We live in a time that systemic conditions are overpowering our basic human conditions. Systems that once were consciously man made now exist firmly in constative modes. In these kinds of systemic entanglements, this project would pose, is there any room for active and reflective thinking and affective criticism? Are the systems muting us in effect?
Pieces from Time to Let Go recently showed in Iran and the artist said that they represent a natural impulse to scream when confronted with obstacles that are unexplained by logic. The thorny place of art in Iran’s political and religious climate gives the works a whole new context. Read this article for an explanation.
I said earlier that distortion of the scream was a factor as well. One may yell into a vessel to find the scream muted instantly, another may find that the vessel amplifies this scream many times over. I think this adds an element of chaos to the proceedings— balance, in fact. If these jars exist because of stultifying, smothering order, we need to be reminded that not everything is preordained. Who thought that chaos could ever be comforting? But there it is. I like that this is described visually as well. Looking through one of these pots is like looking into an aberration of space. The pinprick dot of daylight on the other end may as well be miles away.
Golkar’s smaller-scale scream pots are more for an existential crisis on the go. Seen at this scale, we can start to see the influence of George Ohr on the work. The forms are organic, bulging, quirky distortions of space. From the artist:
Hand thrown on a wheel in two parts, these terracotta ceramic vessels are designed to muffle the sound of a scream. One end is designed to fit around the mouth while the other end is closed with a very small hole to let the air out.

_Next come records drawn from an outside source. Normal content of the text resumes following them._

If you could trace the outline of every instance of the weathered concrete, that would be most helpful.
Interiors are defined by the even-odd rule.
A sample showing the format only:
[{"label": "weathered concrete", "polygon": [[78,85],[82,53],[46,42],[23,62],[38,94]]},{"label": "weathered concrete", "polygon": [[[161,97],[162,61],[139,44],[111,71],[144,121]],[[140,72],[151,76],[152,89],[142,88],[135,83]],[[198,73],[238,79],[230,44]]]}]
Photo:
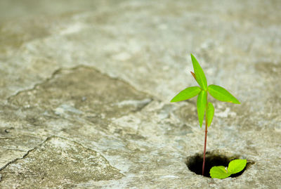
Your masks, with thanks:
[{"label": "weathered concrete", "polygon": [[[20,1],[0,2],[0,188],[280,187],[279,1]],[[207,146],[254,162],[239,177],[186,167],[187,53],[242,103],[210,99]]]}]

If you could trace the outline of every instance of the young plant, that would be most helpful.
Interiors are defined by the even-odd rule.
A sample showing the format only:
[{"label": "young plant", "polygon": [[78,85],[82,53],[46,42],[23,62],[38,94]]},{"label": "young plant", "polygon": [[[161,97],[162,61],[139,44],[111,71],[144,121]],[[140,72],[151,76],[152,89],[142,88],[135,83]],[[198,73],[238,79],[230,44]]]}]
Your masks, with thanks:
[{"label": "young plant", "polygon": [[240,103],[238,101],[237,99],[236,99],[235,97],[234,97],[223,87],[214,84],[211,84],[208,86],[203,70],[201,68],[201,66],[199,65],[195,57],[194,57],[192,54],[190,54],[190,56],[194,69],[194,72],[190,72],[200,86],[190,86],[186,88],[185,89],[179,92],[179,93],[178,93],[175,97],[174,97],[174,98],[171,99],[171,102],[174,103],[185,100],[198,95],[197,107],[198,120],[200,124],[200,127],[202,127],[202,125],[203,124],[204,115],[205,115],[205,141],[204,145],[204,156],[202,164],[202,175],[204,175],[207,129],[208,126],[211,125],[214,114],[214,108],[213,105],[210,102],[208,102],[208,92],[211,96],[220,101],[235,104],[240,104]]},{"label": "young plant", "polygon": [[224,166],[213,167],[210,170],[210,175],[213,178],[226,178],[243,170],[246,164],[247,159],[233,160],[229,162],[228,167]]}]

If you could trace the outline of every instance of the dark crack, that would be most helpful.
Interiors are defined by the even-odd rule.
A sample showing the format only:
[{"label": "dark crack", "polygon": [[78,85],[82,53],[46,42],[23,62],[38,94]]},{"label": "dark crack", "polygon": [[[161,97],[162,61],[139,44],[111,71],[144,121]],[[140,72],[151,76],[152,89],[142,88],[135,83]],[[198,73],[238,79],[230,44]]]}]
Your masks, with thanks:
[{"label": "dark crack", "polygon": [[41,143],[38,145],[35,146],[32,149],[30,149],[30,150],[28,150],[22,157],[18,157],[18,158],[15,158],[15,159],[13,159],[12,161],[8,162],[6,164],[5,164],[4,167],[0,168],[0,171],[2,171],[3,169],[4,169],[8,166],[9,166],[10,164],[16,162],[18,160],[25,159],[25,157],[27,157],[30,154],[30,152],[34,151],[34,150],[36,150],[38,148],[39,148],[40,146],[41,146],[44,143],[46,143],[46,141],[49,141],[52,137],[53,137],[53,136],[47,137],[42,143]]}]

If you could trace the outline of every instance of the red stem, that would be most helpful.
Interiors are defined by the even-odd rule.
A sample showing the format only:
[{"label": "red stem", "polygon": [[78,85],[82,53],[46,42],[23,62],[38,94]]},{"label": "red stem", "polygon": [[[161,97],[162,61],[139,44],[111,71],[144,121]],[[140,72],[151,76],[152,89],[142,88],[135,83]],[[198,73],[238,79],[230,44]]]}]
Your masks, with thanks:
[{"label": "red stem", "polygon": [[205,168],[205,156],[206,156],[206,146],[207,146],[207,133],[208,132],[208,123],[207,123],[207,112],[208,110],[208,94],[206,96],[207,105],[206,105],[206,117],[205,117],[205,142],[204,144],[204,155],[203,155],[203,165],[202,165],[202,176],[204,176],[204,169]]}]

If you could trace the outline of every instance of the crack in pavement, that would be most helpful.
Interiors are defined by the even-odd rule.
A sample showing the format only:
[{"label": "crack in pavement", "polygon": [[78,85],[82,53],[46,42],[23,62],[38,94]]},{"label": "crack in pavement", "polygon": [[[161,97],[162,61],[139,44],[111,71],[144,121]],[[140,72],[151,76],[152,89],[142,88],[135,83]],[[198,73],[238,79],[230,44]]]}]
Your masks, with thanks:
[{"label": "crack in pavement", "polygon": [[8,162],[6,164],[5,164],[4,167],[0,168],[0,171],[2,171],[6,167],[7,167],[8,165],[17,162],[18,160],[25,159],[25,157],[27,155],[28,155],[30,154],[30,152],[32,152],[33,150],[34,150],[37,149],[38,148],[39,148],[40,146],[41,146],[44,143],[46,143],[46,141],[49,141],[52,137],[53,137],[53,136],[47,137],[44,141],[43,141],[42,143],[39,143],[39,145],[37,145],[37,146],[35,146],[32,149],[29,150],[22,157],[18,157],[18,158],[15,158],[15,159],[13,159],[11,161]]}]

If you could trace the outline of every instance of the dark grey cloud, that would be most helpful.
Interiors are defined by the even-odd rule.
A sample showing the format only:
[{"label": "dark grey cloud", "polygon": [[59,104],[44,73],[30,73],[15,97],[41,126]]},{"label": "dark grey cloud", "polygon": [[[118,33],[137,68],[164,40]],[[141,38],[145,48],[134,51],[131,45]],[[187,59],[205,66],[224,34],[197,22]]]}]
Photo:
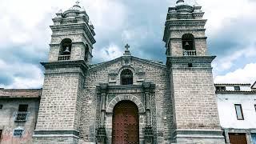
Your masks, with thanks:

But instead of just playing with space, Golkar is using his hands to shape something just as abstract: emotions. I think it’s fascinating that this amorphous feature of my life, something even I don’t even understand that well about myself, can be warped, changed and made new by a physical object.

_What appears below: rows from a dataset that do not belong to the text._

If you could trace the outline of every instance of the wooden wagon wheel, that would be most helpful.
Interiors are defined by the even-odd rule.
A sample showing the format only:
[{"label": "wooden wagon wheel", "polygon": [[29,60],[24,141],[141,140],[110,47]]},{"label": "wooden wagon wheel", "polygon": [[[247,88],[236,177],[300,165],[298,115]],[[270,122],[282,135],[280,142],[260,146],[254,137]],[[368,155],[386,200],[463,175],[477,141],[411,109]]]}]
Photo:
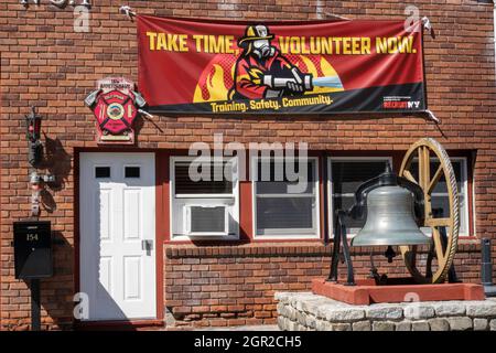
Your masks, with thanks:
[{"label": "wooden wagon wheel", "polygon": [[[439,160],[439,167],[431,171],[431,156]],[[412,162],[418,161],[418,175],[413,175]],[[433,173],[432,173],[433,172]],[[422,274],[417,264],[417,246],[401,246],[401,255],[408,270],[416,281],[421,284],[439,284],[446,278],[448,271],[453,264],[456,253],[460,228],[460,207],[456,179],[450,158],[444,148],[434,139],[420,139],[408,150],[401,163],[400,176],[417,183],[422,188],[424,195],[425,216],[421,227],[430,227],[432,231],[432,245],[429,249],[425,271]],[[432,192],[440,179],[444,175],[449,195],[450,210],[446,217],[434,217],[432,211]],[[445,231],[446,240],[442,233]],[[436,269],[433,270],[433,259],[436,258]]]}]

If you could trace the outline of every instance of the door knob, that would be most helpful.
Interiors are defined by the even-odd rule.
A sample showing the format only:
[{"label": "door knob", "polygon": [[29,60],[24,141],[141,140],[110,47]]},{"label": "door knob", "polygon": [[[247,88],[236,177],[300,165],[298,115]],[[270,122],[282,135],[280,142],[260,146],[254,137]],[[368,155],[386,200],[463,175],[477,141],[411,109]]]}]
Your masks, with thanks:
[{"label": "door knob", "polygon": [[145,250],[147,255],[150,255],[151,250],[153,249],[153,240],[151,239],[141,240],[141,249]]}]

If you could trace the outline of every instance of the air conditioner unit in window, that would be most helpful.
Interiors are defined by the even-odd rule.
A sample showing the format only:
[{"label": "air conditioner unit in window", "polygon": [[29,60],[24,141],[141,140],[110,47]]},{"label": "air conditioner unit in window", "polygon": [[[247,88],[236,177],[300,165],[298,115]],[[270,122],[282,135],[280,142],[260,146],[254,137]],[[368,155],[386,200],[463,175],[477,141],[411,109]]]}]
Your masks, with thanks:
[{"label": "air conditioner unit in window", "polygon": [[229,216],[226,205],[186,205],[186,235],[226,236],[229,234]]}]

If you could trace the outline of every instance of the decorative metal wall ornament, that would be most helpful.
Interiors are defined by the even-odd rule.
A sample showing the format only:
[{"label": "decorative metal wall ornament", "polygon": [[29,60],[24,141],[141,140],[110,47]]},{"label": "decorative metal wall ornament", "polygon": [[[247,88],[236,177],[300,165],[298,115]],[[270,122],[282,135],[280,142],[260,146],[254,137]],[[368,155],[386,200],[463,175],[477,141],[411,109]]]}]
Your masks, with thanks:
[{"label": "decorative metal wall ornament", "polygon": [[[418,163],[416,171],[412,168],[413,161]],[[432,163],[433,161],[438,163]],[[431,170],[432,167],[434,167],[433,170]],[[440,216],[440,212],[432,207],[431,200],[432,192],[441,182],[442,176],[444,176],[449,195],[449,210],[445,210],[445,216]],[[412,203],[408,197],[399,194],[398,188],[411,192]],[[378,190],[384,194],[378,195]],[[410,208],[411,213],[407,212]],[[408,218],[408,222],[402,222],[403,225],[407,225],[403,229],[401,229],[401,224],[397,224],[397,217],[392,215],[396,213],[398,216],[398,212],[401,213],[399,218],[403,221]],[[355,192],[355,204],[351,208],[336,210],[336,231],[328,281],[337,281],[338,261],[343,256],[347,267],[345,285],[355,285],[344,217],[363,220],[365,214],[367,216],[366,226],[352,240],[352,246],[388,246],[385,256],[391,261],[396,255],[391,245],[397,245],[401,250],[407,269],[417,282],[440,284],[445,281],[446,277],[450,282],[457,281],[453,267],[460,227],[456,179],[450,158],[438,141],[424,138],[413,143],[401,163],[399,175],[393,174],[388,168],[385,173],[358,188]],[[412,222],[410,222],[413,220],[417,222],[417,229],[413,229]],[[432,237],[427,238],[413,232],[420,232],[420,228],[425,227],[431,229]],[[405,234],[401,233],[402,231]],[[427,259],[422,261],[417,259],[419,245],[429,247]],[[341,247],[343,247],[342,254]],[[370,275],[378,284],[387,281],[386,275],[378,275],[374,263]]]},{"label": "decorative metal wall ornament", "polygon": [[134,90],[134,83],[123,77],[107,77],[98,81],[85,104],[96,117],[97,142],[101,145],[134,143],[133,124],[147,101]]}]

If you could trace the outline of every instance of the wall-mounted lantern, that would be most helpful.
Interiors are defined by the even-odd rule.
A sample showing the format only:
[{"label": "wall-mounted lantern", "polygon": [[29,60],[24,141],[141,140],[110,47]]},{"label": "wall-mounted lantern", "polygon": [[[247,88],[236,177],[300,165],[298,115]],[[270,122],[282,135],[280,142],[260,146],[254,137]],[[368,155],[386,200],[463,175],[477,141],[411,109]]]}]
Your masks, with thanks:
[{"label": "wall-mounted lantern", "polygon": [[42,117],[36,114],[36,108],[31,107],[31,113],[25,116],[26,131],[29,141],[29,162],[36,167],[43,158],[43,145],[40,141]]}]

Babak Golkar (b. Berkeley, U.S.A., 1977), according to his biography, spent most of his formative years in Tehran until 1996 when he moved to Canada. He obtained a Masters of Fine Arts from the University of British Columbia in 2006 and has exhibited in venues internationally since graduating. Selected solo exhibitions and presentations include The Exchange Project (La Collection Imaginaire), INCA, Seattle, U.S.A. (2016); Of Labour, Of Dirt, Sazmanab, Tehran, Iran (2014); Time To Let Go…, Vancouver Art Gallery: Offsite, Vancouver, Canada (2014); Dialectic of Failure, West Vancouver Museum, West Vancouver, Canada (2013); Parergon, Sharjah Contemporary Art Museum, Sharjah, U.A.E. (2012) and Mechanisms of Distortion, Victoria and Albert Museum, London, U.K. (2012). Selected group exhibitions include Decor, Fondation Boghossian – Villa Empain, Brussels, Belgium (2016); Crisis of History – Beyond History, Framer Framed, Amsterdam, Netherlands (2015); Common Grounds, Museum Villa Stuck, Munich, Germany (2015); L’avenir, 9th La Biennale de Montréal, Musee d’art Contemporain de Montréal, Canada (2014); and Hajj, le pèlerinage à La Mecque, Institut du Monde Arabe, Paris, France (2014). Golkar works and resides in Vancouver.
Bill Rodgers is the Managing Editor of cfile.daily.
Do you love or loathe these works of contemporary ceramic art? Let us know in the comments.
Mimi
I love these. Their function is brilliantly conceived. The forms refer to classical forms but that little hole in the end opposite the mouth changes everything. The human body has such an intake/outgo, but this is intake/outgo is an emotional conduit. How wonderful.